Hi Guys, Was wanting to get a question to you for tomorrow's edition thinking the deadline is midday, but I am in the West and for some stupid reason was overlooking the fact that we are two hours behind, hoping there might be some leeway. I'm thinking it might be a good time to buy bonds. Not sure what you think about the old idea that the older you are the bigger percentage of your portfolio should be in bonds. I suspect that formula is now suspect. However I'm thinking it could be good to buy some bonds in these uncertain times to lock in the higher yields on offer and then while continuing to receive said yield also benefit in time from bond prices rising if inflation comes off the boil. No doubt certain of your reports have influenced my thinking here. You have mentioned bond ETFs and my question is can you truly lock in a yield with bond ETFs? Presumably they aren't just buying a bond and holding it but rather buying and selling them over time and therefore the yield would follow the direction of the general bond market if you know what I mean. Would also be grateful if you briefly elucidate how one buys bonds. Can you buy them on the ASX as you can ETFs, options etc? Looking forward to hearing your view on this. I appreciated your response to my last question regarding HLI, and as ever am somewhat amazed that you are able to keep on top of so much information. Regards Pietro

Answer

Hi Peirto,

Thanks for the kind words. We think your reasoning is broadly sound.

The old rule that bond exposure should automatically rise with age is too simplistic. Income needs, investment timeframe, tolerance for volatility and the ability to withstand an equity downturn are more important than age alone.

We currently see value in fixed-rate bonds, believing markets are pricing an overly hawkish outlook for the RBA and Federal Reserve. If rates remain on hold or ultimately decline, bond prices should benefit. Yields in the mid-6% range on subordinated debt issued by the major banks also look appealing, although this carries more risk than senior or government bonds.

You raise an important distinction between ETFs and direct bonds. We generally prefer direct bonds in the wholesale portfolios we manage, but minimum investment sizes, diversification and transaction costs can make them less practical for smaller portfolios.

When an individual bond is bought and held to maturity, its yield to maturity can broadly be locked in, assuming the issuer does not default. A conventional bond ETF is different: it continually replaces bonds as they mature, so its income and portfolio yield change over time. Consequently, an ETF’s current distribution yield is not locked in indefinitely.

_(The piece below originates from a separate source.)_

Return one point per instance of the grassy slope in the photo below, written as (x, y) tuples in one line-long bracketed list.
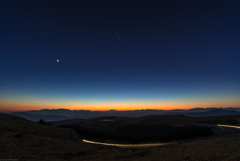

That said, bond ETFs provide simple, diversified access to fixed income. We own the iShares Core Composite Bond ETF (ASX: IAF), which holds a broad portfolio of Australian government, semi-government and investment-grade corporate bonds.

The appeal is twofold. IAF currently offers a portfolio yield of around 4.8%, providing attractive income by recent historical standards. It should also benefit if inflation moderates and interest rates decline, as falling market yields generally lift bond prices. However, the reverse is also true if rates rise further.

Overall, we think there is a reasonable case for adding fixed income at current yields, particularly for portfolios heavily weighted towards equities. Short-dated, high-quality bonds provide greater stability, while longer-duration bonds and broad ETFs such as IAF offer more potential capital upside if the interest-rate cycle turns.